Sun, Dec 04, 2011 - Page 1 News List

2012 ELECTIONS: Poll respondents say Tsai performed best in TV debate

By Mo Yan-chih, Chris Wang and Shih Hsiu-chuan  /  Staff Reporters, with Staff Writer

An instant poll conducted by the search engine Yahoo-Kimo, the Taiwan unit of Yahoo, yesterday found that 38 percent of respondents thought Democratic Progressive Party (DPP) presidential candidate Tsai Ing-wen (蔡英文) had performed best in the first televised presidential debate.

Thirty-one percent of respondents favored People First Party presidential candidate James Soong’s (宋楚瑜) performance, while 29 percent said President Ma Ying-jeou (馬英九) performed better.

Two percent said they were undecided or had no opinion.

Yesterday’s first televised presidential debate took place from 2pm to 4:30pm.

The online poll was conducted from 2pm to 6pm on the question: “Whose performance in the presidential debate did you find the most satisfactory?”

According to Yahoo-Kimo, a total of 12,406 people voted during the four hours.
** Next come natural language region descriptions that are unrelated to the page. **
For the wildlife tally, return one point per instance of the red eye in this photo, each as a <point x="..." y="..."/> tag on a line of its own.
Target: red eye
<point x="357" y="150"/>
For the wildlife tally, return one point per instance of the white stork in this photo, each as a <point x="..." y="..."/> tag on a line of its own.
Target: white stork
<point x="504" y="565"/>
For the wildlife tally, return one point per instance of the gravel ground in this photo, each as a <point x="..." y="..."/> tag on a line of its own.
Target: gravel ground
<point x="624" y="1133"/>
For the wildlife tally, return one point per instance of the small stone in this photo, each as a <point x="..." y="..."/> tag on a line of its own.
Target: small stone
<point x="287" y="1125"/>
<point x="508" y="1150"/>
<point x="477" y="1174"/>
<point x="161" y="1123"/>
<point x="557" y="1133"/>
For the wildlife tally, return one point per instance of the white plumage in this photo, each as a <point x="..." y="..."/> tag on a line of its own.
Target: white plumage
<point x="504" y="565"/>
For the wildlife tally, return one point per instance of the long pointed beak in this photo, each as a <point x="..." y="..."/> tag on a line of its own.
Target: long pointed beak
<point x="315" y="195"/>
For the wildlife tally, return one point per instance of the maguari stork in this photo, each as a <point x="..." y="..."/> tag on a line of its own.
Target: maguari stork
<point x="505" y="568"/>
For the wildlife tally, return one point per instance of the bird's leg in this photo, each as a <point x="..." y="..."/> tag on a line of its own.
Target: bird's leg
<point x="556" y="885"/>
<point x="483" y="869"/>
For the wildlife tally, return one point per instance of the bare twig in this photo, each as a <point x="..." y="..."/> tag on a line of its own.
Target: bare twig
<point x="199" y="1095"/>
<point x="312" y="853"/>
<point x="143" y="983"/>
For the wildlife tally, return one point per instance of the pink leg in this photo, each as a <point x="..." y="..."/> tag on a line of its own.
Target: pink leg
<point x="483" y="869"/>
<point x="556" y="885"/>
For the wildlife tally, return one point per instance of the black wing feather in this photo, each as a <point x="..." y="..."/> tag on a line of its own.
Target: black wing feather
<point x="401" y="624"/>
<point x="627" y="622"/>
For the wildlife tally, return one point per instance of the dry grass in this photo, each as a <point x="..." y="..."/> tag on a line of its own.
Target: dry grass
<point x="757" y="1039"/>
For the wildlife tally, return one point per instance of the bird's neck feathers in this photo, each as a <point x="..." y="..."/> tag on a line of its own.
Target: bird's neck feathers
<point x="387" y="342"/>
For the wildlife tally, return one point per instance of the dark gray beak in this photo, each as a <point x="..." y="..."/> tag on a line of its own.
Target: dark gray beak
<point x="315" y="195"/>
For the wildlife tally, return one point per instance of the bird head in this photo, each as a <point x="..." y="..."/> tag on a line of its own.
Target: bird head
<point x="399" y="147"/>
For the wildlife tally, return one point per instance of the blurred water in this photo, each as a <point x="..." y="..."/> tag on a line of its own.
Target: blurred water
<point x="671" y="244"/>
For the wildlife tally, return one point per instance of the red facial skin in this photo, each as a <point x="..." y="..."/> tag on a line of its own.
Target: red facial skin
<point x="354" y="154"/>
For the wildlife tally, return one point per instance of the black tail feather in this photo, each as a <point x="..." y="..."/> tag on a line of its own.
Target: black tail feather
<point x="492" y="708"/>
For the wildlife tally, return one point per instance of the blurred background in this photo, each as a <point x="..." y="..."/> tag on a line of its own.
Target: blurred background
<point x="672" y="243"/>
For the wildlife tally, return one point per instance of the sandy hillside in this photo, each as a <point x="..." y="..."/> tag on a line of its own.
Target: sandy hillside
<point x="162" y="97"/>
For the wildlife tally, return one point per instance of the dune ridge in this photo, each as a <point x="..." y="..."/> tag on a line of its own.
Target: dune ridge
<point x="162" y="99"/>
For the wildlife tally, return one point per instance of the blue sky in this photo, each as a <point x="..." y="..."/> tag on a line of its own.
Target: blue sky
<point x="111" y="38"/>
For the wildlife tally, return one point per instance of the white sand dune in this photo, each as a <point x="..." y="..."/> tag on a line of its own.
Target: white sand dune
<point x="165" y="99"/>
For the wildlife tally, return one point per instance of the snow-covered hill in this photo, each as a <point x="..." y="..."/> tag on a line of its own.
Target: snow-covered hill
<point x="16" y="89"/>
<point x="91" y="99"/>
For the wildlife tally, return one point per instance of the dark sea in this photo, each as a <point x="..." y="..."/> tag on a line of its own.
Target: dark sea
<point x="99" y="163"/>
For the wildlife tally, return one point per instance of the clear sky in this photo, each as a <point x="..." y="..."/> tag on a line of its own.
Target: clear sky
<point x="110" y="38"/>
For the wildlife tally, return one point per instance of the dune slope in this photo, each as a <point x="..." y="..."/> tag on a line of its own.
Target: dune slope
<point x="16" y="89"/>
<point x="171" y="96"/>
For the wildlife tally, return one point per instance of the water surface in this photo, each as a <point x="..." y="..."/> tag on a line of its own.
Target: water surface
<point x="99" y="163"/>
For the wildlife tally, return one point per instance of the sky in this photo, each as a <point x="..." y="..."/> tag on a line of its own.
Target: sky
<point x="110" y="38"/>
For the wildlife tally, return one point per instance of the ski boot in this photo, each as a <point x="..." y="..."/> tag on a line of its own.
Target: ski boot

Among them, 4,762 voted in favor of Tsai’s performance, 3,785 in favor of Soong’s performance and 3,629 in favor of Ma’s performance.

At the post-debate press conference, Ma declined to comment on his own performance in the debate, but praised both Tsai and Soong for their performances, promising to value their advice and criticisms.

Ma, in his opening remarks in the debate, used “Taiwan” for the first time when referring to the nation, but later declined to confirm that his recognition of Taiwan as the nation’s title represented his agreement with Tsai’s rhetoric that “the Republic of China [ROC] is Taiwan.”

“When we say ‘Taiwan,’ most of the time we are referring to the ROC. ‘Taiwan’ is the common title for the nation,” Ma said.

On his position on future visits to China if re-elected, which he failed to answer during the debate, Ma said he would not visit China if he could not make the trip as the nation’s leader.

Tsai said at her post-debate press conference that she was glad her proposed “Taiwan consensus” was discussed in the debate and that it would serve as a notice to Beijing, “because China has to realize that if I am elected in January, I would be able to represent the mainstream public opinion.”

Tsai said she also welcomed a surprising remark by Ma, who said in his opening remarks that “Taiwan is also my country” — the first time he has done so in a public setting.

When asked whether she would make a “no independence” pledge, Tsai said the so-called independence is not an issue for the DPP because the party has made it clear that Taiwan is an independent and sovereign country with the current name of the ROC.

It is Ma who has to ask himself where the issue of unification comes from if Ma now views Taiwan as a sovereign country, Tsai said, “and if Taiwan is his country, does the ‘three noes policy’ still mean anything?”

When asked to comment on her debate performance, Tsai said: “Overall, I think I did pretty well.”

Meanwhile, Soong, at his post-debate press conference, when asked by the press whether he felt he seemed to be ignored by Ma and Tsai during the debate, said he was happy to be marginalized “because they both engaged in trivial issues rather than ideas to rule the country.”

While giving high praise for Ma and Tsai for their performance, Soong added that he also put a lot of effort into the debate.

Soong pledged to establish a “Two Rs” government — Responsible and Responsive — if he is elected, to embody the value of the country’s democracy.